要知道这等珍珠不同一般可以买到。极品的都拿去进贡了。而陛下体恤海边养珠人,贡品分量一削再削。这珠子越来越珍贵。皇后娘娘凤冠上有一圈,只因她是天下女人中的头一份。丽妃得了一串手链,便足以称为当世宠妃。她爷爷有一颗,嵌在护心暖玉上。是陛下赏的,因为此珠有明目安神的好疗效,乃是他体恤老臣工。
这绣女怎么会有?她有什么资格有?董明月豁然一怔:是,是了。广平王府。尊贵无双恩宠有加任何封赏都超出常例的袁王……

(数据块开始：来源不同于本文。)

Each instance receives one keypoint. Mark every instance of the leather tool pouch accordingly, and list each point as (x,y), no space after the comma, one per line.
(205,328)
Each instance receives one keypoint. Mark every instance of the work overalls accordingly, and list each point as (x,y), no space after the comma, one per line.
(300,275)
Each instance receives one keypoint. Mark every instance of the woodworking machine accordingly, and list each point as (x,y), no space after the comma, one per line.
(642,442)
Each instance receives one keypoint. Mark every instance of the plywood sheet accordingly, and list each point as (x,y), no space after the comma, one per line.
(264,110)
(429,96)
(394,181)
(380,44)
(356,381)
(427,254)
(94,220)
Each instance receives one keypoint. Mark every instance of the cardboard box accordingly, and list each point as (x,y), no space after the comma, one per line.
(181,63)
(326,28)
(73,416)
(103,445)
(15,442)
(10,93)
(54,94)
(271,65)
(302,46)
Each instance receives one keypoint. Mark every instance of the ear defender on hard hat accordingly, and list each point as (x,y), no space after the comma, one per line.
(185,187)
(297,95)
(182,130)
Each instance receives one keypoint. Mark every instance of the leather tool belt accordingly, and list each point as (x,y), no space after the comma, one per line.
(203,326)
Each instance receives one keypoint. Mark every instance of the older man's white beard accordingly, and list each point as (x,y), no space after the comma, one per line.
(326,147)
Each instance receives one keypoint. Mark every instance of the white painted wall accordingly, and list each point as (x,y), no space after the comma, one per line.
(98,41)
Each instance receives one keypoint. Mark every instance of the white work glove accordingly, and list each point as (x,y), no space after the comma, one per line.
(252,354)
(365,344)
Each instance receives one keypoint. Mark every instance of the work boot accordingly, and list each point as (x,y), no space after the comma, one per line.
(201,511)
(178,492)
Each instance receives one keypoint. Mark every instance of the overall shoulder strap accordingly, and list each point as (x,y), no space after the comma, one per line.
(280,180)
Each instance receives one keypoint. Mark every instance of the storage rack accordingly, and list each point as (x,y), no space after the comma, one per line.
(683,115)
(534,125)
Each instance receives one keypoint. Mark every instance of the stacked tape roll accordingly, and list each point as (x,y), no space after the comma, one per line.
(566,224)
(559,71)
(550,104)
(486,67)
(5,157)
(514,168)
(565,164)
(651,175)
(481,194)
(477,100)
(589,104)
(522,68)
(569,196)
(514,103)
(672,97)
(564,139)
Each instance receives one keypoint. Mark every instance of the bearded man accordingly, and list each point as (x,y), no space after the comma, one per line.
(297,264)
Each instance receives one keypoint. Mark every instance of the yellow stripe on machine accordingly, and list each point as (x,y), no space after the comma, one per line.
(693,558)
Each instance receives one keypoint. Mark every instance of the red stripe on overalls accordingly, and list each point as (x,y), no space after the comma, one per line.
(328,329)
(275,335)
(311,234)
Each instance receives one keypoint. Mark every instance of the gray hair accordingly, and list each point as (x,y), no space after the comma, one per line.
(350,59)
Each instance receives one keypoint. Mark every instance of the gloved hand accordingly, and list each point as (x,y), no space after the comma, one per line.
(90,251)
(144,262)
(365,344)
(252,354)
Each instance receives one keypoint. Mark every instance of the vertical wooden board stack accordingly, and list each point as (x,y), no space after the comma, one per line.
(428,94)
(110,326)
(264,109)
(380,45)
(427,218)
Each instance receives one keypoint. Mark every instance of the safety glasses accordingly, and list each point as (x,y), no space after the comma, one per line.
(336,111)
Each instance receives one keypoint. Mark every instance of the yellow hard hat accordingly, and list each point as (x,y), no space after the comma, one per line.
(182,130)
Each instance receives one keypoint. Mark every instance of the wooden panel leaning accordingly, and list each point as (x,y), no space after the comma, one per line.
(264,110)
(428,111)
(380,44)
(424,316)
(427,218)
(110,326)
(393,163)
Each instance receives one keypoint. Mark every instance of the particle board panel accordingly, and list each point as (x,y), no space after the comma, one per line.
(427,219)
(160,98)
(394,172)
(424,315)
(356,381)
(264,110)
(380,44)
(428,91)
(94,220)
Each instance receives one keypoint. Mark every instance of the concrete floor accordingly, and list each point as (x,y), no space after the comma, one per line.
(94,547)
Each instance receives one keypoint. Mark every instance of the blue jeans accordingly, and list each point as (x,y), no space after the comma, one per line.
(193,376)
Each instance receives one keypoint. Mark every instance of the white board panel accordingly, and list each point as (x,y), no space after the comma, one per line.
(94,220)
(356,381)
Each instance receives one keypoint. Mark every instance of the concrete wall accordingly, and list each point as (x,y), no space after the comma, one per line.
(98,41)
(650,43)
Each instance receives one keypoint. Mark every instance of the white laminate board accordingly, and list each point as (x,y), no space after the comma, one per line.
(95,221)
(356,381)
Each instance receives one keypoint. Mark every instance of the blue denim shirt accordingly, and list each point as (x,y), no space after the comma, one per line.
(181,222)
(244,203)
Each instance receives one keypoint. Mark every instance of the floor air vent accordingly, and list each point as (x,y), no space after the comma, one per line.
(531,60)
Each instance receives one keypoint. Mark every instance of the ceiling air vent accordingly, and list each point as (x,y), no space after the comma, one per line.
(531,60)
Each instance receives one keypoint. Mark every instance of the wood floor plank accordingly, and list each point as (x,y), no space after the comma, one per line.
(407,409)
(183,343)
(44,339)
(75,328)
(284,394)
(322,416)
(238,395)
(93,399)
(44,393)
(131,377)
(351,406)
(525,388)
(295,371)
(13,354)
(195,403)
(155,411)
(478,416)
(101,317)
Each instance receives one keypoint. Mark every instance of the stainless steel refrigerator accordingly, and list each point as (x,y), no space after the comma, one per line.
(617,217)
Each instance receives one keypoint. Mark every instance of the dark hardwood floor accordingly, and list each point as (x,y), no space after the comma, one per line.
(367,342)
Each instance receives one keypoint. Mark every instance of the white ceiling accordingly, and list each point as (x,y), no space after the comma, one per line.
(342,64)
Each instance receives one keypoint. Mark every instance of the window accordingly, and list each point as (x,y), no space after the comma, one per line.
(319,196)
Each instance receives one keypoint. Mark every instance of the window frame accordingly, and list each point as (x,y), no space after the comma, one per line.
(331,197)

董明月仿佛被鞭子抽了一下,她脚下似乎被冰冻住了一样,一步也迈不出去。红草正欲尖声呵斥,见状大感意外:“小姐?”她眼睁睁的看着那绣娘被掳走了。红草探头探脑的望了望,“这绣娘只怕这次凶多吉少了。小姐,我们现在……”
“还傻站着干什么,还不快去报官”董明月轻轻摸了摸脸,呵出一口热气。转身便往京畿衙门里去。红草愣了一下,急忙跟上,心道小姐这是何必呢,她只消站出来喊一声,那绣娘就脱困了,现在却要绕那么大个圈子。